Nervous about the Reagan Administration's commitment to arms control, the S.P.D.'s left wing is demanding that Bonn cancel a 1979 NATO agreement calling for deployment of 572 Pershing II and cruise missiles in Western Europe by the mid-1980s. Predictably, Defense Secretary Caspar Weinberger's suggestion that the U.S. might be prepared to deploy neutron warheads only intensified the anxieties.
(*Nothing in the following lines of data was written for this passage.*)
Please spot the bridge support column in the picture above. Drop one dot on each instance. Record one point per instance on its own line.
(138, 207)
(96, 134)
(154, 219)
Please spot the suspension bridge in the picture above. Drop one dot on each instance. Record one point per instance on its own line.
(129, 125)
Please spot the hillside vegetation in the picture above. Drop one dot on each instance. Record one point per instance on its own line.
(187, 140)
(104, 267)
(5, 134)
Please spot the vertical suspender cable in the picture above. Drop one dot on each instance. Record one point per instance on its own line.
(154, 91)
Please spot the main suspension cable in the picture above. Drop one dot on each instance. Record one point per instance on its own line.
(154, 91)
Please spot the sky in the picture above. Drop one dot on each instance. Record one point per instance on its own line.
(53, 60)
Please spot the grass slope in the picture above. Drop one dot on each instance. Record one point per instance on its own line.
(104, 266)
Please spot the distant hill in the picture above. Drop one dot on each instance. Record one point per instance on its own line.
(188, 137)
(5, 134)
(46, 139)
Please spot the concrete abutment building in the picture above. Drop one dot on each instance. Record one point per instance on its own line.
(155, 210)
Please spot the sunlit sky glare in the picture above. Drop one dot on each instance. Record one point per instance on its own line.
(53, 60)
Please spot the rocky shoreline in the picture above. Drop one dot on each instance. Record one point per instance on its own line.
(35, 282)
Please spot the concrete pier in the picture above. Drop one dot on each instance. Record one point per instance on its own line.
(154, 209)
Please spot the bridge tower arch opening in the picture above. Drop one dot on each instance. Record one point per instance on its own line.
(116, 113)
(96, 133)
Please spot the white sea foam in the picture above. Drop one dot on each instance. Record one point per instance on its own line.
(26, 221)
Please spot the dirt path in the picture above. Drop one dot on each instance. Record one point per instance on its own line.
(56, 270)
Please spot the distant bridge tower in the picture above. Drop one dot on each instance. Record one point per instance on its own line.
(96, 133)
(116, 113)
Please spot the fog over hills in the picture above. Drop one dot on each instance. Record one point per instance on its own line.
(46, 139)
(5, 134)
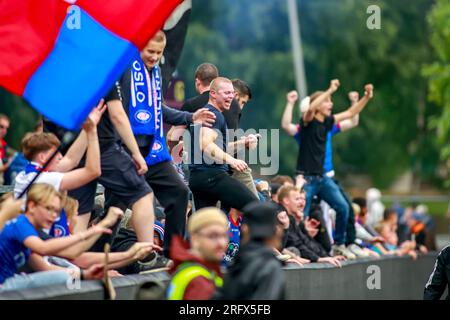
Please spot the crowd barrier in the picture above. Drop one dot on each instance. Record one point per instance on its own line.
(384, 278)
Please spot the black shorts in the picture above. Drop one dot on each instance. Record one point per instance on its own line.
(119, 176)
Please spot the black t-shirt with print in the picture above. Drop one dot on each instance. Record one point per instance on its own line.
(220, 126)
(313, 139)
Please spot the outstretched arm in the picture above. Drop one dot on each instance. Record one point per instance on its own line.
(207, 145)
(357, 107)
(348, 124)
(286, 121)
(309, 115)
(55, 245)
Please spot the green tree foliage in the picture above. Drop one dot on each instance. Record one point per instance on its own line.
(250, 40)
(439, 76)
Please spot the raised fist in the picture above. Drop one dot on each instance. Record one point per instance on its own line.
(334, 85)
(292, 96)
(353, 96)
(369, 90)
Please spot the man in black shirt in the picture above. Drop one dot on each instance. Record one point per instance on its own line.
(204, 75)
(209, 163)
(122, 172)
(301, 232)
(315, 124)
(162, 177)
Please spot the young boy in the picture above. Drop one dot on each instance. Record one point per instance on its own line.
(315, 124)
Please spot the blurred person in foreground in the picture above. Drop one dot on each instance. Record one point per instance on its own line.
(256, 272)
(196, 271)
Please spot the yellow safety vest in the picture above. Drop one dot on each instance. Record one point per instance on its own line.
(187, 272)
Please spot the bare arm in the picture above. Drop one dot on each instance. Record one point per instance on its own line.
(286, 121)
(77, 249)
(207, 138)
(122, 124)
(9, 209)
(37, 263)
(53, 246)
(79, 177)
(116, 259)
(357, 107)
(74, 154)
(308, 116)
(78, 148)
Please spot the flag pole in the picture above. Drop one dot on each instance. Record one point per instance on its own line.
(67, 140)
(297, 52)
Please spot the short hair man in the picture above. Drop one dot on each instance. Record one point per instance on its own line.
(301, 233)
(161, 176)
(4, 162)
(196, 272)
(209, 179)
(256, 272)
(315, 124)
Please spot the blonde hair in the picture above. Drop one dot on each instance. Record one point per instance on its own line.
(285, 191)
(70, 207)
(217, 82)
(36, 142)
(159, 36)
(41, 193)
(314, 96)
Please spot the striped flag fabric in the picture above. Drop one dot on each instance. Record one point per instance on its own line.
(63, 56)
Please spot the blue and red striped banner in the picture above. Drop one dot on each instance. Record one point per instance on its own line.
(61, 71)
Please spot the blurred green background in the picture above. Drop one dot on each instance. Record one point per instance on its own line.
(404, 130)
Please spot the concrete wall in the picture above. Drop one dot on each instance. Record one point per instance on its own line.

Said Erhard Eppler, a left-wing S.P.D. leader: "Western Europe must make it clear to the U.S. that we won't go along with an arms race."

While looking for ways to placate the left, Schmidt is still mainly concerned about Washington and Moscow.

His fear: the Soviets might think the protests of the Social Democratic left meant a weakening of Bonn's commitment to Western defense. Warned Schmidt: "That could be a dangerous miscalculation.

These foggy minds [on the left] don't seem to realize this." A stormy closed-door meeting of the S.P.D.'s 40-member national executive committee last week grudgingly endorsed most of Schmidt's policies. Afterward, a Schmidt ally called the meeting "an exercise in patching up and papering over." Said a Western European diplomat: "Schmidt's great strengths have been his skill and his luck. There is still widespread confidence in him. But the past month has been unlucky."